Basics such as water and sanitation are extremely scarce in bone-dry Dereige, an internally displaced persons (IDP) camp that houses over 25,000 people. Hundreds of families have found shelter in the camp since 2003 when violence caused them to flee their communities.
Fatima says overcrowded conditions are made worse by a steady flow of new arrivals, but at least the water is now clean: “We can now practice hand washing and we can afford to bathe every day.”
International NGO Mercy Corps Scotland (MSC) restored and expanded the existing system by connecting new water tanks in the camp area to two boreholes four kilometres away.

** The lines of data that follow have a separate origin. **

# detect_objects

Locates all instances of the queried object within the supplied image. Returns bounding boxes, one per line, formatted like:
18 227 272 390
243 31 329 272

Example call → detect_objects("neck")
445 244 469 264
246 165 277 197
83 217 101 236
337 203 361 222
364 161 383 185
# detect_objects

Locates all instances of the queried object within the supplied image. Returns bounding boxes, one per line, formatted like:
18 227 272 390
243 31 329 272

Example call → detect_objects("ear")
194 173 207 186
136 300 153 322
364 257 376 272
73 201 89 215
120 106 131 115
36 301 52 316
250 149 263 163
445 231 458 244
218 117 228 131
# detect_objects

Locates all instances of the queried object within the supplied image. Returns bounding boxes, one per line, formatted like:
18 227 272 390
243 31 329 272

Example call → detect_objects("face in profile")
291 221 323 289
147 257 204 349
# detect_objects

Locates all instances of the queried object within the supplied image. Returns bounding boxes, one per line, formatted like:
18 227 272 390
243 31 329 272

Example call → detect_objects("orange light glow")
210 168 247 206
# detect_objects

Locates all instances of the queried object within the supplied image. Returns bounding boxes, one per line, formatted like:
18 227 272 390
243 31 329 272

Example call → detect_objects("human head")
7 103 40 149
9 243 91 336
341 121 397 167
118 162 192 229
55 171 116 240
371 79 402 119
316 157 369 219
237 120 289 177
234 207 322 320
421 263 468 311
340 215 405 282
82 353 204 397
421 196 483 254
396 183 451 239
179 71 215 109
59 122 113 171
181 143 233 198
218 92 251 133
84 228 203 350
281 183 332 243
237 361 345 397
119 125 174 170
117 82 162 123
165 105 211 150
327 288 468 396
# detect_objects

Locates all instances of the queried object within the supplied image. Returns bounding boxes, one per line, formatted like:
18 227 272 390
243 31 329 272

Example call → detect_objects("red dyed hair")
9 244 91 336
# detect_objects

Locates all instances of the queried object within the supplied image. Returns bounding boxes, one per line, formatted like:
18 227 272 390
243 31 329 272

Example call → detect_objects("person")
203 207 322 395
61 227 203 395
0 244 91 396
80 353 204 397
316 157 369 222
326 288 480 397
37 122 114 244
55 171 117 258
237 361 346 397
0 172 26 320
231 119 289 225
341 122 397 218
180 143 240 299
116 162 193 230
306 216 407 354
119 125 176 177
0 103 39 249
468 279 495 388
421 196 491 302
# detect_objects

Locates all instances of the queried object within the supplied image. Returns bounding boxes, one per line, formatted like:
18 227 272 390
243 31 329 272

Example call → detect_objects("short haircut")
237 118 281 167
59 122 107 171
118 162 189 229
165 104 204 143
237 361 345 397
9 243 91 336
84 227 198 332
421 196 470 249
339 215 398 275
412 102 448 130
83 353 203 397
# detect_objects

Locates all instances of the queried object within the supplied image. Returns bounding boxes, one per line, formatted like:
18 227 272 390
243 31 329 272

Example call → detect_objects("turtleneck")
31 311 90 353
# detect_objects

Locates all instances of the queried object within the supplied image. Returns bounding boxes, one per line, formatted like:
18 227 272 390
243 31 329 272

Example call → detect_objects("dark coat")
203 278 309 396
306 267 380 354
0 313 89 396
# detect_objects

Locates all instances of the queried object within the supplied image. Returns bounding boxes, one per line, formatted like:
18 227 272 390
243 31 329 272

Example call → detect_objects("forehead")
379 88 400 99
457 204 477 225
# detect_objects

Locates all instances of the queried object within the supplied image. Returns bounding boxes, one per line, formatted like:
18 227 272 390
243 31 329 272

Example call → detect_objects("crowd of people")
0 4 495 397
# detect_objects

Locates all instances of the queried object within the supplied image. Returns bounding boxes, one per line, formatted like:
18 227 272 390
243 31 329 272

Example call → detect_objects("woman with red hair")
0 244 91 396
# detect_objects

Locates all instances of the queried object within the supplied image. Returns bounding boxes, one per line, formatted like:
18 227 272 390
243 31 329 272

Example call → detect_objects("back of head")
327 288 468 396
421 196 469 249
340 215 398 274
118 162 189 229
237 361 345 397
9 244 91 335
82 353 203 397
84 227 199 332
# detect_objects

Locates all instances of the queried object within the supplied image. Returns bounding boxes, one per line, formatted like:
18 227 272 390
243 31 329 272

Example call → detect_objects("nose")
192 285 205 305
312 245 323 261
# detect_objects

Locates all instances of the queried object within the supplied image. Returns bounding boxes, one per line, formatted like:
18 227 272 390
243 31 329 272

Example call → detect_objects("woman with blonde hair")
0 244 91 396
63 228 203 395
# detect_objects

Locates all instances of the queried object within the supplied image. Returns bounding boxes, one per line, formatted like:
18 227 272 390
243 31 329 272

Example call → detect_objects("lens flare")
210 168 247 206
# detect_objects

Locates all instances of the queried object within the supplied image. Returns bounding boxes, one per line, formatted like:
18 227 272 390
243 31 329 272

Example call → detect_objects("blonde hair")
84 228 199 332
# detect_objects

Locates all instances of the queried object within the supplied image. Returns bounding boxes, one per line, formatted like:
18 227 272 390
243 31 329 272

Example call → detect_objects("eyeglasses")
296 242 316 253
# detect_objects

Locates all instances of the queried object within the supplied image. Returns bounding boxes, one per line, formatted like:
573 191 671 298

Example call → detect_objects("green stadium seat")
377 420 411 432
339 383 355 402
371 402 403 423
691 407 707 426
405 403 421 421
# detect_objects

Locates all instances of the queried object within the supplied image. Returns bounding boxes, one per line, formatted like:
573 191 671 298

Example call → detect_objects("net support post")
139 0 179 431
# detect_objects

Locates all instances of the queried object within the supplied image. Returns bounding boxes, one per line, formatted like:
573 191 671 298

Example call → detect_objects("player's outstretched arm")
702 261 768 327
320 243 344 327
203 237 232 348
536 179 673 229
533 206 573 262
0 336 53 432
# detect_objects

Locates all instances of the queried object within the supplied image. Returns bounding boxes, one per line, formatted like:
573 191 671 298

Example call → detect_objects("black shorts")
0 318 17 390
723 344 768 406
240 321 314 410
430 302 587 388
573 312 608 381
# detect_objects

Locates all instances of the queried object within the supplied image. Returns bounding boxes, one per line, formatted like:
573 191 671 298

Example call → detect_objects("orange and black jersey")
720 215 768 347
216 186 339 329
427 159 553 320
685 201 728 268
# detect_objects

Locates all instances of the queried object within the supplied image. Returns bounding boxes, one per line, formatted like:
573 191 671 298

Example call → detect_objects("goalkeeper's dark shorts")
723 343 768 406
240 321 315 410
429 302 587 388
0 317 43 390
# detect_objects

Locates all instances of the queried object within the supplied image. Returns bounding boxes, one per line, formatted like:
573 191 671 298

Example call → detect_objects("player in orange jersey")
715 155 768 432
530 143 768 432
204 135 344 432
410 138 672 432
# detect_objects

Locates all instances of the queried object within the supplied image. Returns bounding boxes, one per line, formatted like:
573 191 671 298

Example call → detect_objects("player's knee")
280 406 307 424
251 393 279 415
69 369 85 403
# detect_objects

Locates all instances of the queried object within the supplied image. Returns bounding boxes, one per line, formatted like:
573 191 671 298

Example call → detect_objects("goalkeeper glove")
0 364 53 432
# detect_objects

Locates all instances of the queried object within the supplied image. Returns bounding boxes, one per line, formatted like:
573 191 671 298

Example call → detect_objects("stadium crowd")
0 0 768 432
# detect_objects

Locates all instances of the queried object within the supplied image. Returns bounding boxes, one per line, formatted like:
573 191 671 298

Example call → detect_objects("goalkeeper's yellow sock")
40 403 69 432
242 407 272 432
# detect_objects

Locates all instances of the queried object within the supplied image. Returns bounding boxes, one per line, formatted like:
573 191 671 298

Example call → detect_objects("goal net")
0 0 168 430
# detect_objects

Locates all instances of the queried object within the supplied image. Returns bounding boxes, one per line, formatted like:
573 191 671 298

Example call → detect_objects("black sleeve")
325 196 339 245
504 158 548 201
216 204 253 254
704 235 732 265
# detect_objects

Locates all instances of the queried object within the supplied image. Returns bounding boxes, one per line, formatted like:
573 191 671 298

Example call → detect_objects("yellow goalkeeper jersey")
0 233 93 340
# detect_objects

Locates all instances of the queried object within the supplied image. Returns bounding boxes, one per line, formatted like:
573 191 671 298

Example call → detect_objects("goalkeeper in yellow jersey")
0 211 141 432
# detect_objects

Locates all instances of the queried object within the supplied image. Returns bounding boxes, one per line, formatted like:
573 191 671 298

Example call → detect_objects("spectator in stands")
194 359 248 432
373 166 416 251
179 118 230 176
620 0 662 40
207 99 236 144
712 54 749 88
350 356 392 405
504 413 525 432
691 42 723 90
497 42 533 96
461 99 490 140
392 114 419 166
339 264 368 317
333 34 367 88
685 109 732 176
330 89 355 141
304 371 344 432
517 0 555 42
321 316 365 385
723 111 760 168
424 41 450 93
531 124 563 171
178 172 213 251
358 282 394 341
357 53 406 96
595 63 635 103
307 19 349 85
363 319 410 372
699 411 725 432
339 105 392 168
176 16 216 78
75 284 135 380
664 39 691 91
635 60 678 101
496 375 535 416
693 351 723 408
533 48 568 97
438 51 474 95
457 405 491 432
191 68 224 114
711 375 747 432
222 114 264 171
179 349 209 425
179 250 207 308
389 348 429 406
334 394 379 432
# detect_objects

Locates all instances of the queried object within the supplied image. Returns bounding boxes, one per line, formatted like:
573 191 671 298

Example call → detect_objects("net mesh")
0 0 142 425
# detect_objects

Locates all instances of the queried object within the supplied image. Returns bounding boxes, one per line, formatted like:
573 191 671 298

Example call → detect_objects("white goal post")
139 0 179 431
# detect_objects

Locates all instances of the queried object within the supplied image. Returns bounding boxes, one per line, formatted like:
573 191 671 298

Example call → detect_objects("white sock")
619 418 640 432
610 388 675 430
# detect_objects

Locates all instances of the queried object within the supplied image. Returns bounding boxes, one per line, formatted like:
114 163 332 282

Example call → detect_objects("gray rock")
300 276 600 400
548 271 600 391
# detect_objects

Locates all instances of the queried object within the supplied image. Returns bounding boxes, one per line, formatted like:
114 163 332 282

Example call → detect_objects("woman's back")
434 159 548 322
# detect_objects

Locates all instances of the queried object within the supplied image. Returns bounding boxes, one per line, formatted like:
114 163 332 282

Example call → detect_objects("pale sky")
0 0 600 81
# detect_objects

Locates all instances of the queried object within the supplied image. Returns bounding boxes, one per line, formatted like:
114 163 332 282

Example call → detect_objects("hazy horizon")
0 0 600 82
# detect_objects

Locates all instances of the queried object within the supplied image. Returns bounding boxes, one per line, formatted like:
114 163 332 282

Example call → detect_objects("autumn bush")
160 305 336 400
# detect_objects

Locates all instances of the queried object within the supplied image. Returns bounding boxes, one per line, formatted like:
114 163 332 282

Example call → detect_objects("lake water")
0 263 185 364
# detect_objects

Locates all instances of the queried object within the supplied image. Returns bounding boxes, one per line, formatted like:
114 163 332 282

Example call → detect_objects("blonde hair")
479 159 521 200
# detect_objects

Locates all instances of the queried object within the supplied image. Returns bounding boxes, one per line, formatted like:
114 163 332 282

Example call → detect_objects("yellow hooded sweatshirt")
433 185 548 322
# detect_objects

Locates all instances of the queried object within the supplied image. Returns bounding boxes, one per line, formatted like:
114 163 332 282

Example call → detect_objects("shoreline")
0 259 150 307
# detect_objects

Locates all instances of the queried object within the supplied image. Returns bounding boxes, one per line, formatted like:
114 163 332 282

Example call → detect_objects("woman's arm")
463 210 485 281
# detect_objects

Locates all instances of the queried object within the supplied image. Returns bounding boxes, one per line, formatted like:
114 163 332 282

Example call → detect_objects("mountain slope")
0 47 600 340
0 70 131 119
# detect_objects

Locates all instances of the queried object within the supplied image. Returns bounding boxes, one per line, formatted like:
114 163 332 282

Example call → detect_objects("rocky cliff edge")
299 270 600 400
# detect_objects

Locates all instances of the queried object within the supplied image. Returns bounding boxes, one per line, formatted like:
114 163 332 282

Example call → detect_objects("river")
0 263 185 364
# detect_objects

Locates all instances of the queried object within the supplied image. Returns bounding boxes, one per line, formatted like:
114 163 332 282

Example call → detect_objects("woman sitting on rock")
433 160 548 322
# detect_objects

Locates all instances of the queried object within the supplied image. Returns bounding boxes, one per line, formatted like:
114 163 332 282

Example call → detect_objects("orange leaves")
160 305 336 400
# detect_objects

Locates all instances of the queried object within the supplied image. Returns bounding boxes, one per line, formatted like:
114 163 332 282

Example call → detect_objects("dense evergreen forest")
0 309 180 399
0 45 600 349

“Access to clean portable water before this project was extremely limited. Individuals were only receiving four litres of water per day through water trucking, which was not enough to sustain healthy households,” according to Isabel Martin, Humanitarian Programme Manager for MSC in Darfur.
Ms. Martin said women used to walk over 10 kilometres to collect drinkable water. Now they receive nearly 15 litres of safe drinking water per day at nearby water points.
This life-saving overhaul of the Dereige camp’s water system was made possible with a $200,000 grant from the OCHA-managed Common Humanitarian Fund (CHF).
The CHF provided $155 million to 289 humanitarian projects in Sudan and South Sudan in 2011. It has provided close to $900 million to Sudan since 2006. The funds target urgent humanitarian needs and critical gaps that are agreed on by the UN and partners through the Humanitarian Work Plan (HWP) of Sudan.
NGOs such as Mercy Corps are seeing a larger percentage of CHF funds. In 2006, when the fund was established, NGOs received 15 per cent of all disbursements. By 2011, this amount had almost tripled to 42 per cent of all funds allocated.
A new pooled fund mechanism will be established for South Sudan following its secession from Sudan in July 2011. The current CHF will continue to support requirements in Sudan to meet ongoing needs in Darfur and ongoing needs in Abyei, South Kordofan and Blue Nile. It seeks to mobilize $100 million or 10 per cent of the $1 billion requirement set out in the 2012 HWP.